Carefully dispose of the pointed end of the pin. Repeat this for the other two blades.

Photo of Rotor Assembly after all hinge pins have been put into place, bent, and trimmed.

Now slide the Rotor Assembly off of the body tube, so that the fins can be glued on.

(Not shown)

Cut out the 1/16" balsa fins, and sand the leading and trailing edges round.

Use the marking guide to mark the location for the three fins. Glue them on so that there is a 1/4" distance from the bottom of the fin trailing edges and the bottom of the body tube. This will allow you 1/4" to apply tape to both the tube and engine to help the engine to not kick out at ejection.

Drill a 1/16" diameter hole into the body tube for the burn-thread to run through. See the plans.

(Not shown)

With the fins glued on, slide the rotor assembly back onto the body tube. Fold the blades back so that the bottom (tips) of the blades are even with the trailing edges of the fins (with the body tube sticking out by 1/4"). This will orient the hinge hub assembly in just the right place relative to the fins, and at the correct distance along the body tube.
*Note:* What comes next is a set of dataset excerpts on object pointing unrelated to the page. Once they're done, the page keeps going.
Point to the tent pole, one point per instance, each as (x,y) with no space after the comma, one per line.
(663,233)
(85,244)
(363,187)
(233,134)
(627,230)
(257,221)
Apply a couple of drops of CA glue to bond the 14mm rotor hub tube to the BT-5 body tube. CAREFULLY using the single edges razor blade, cut out a 1" long 1/4" wide ejeciton exhaust port, exactly in between two hinges (if the ejection vent points at a rubber band, it could melt the band).

Push the nose cone into place and apply a couple of drops inside of the ejection vent port to glue the nose cone to the BT-5 tube.

Push three offset head model railroad spikes into the nose cone, and use CA to secure them. The spikes need to go up pretty far onto the nose, as in the photo, to provide the correct rubber band tension.

Check that the blades open up to the proper dihedral angle. If the angle is too flat, the model might come down nose-first rather than flip upright (nose up) for descent. If the angle is not enough (see the plans), CAREFULLY use the single edge razor blade to trim some balsa from the rotor supports, where they touch the hinge hub when deployed.

The completed model, rotors tied for boost.

The Elastic thread runs inside of the model through the two 1/16" holes ahead of the fins, to be burned at ejection, allowing the blades to deploy. See the plans for how the elastic is run inside the holes then around the blades.

Some of the ejection gases get out thru the 1/16" holes, and char the balsa blades. So, for the areas of the blades exposed to the 1/16" holes, apply a bit of CA to the bottom of balsa blades to provide some protection. Be sure not to let any of the CA run anywhere else until it cures.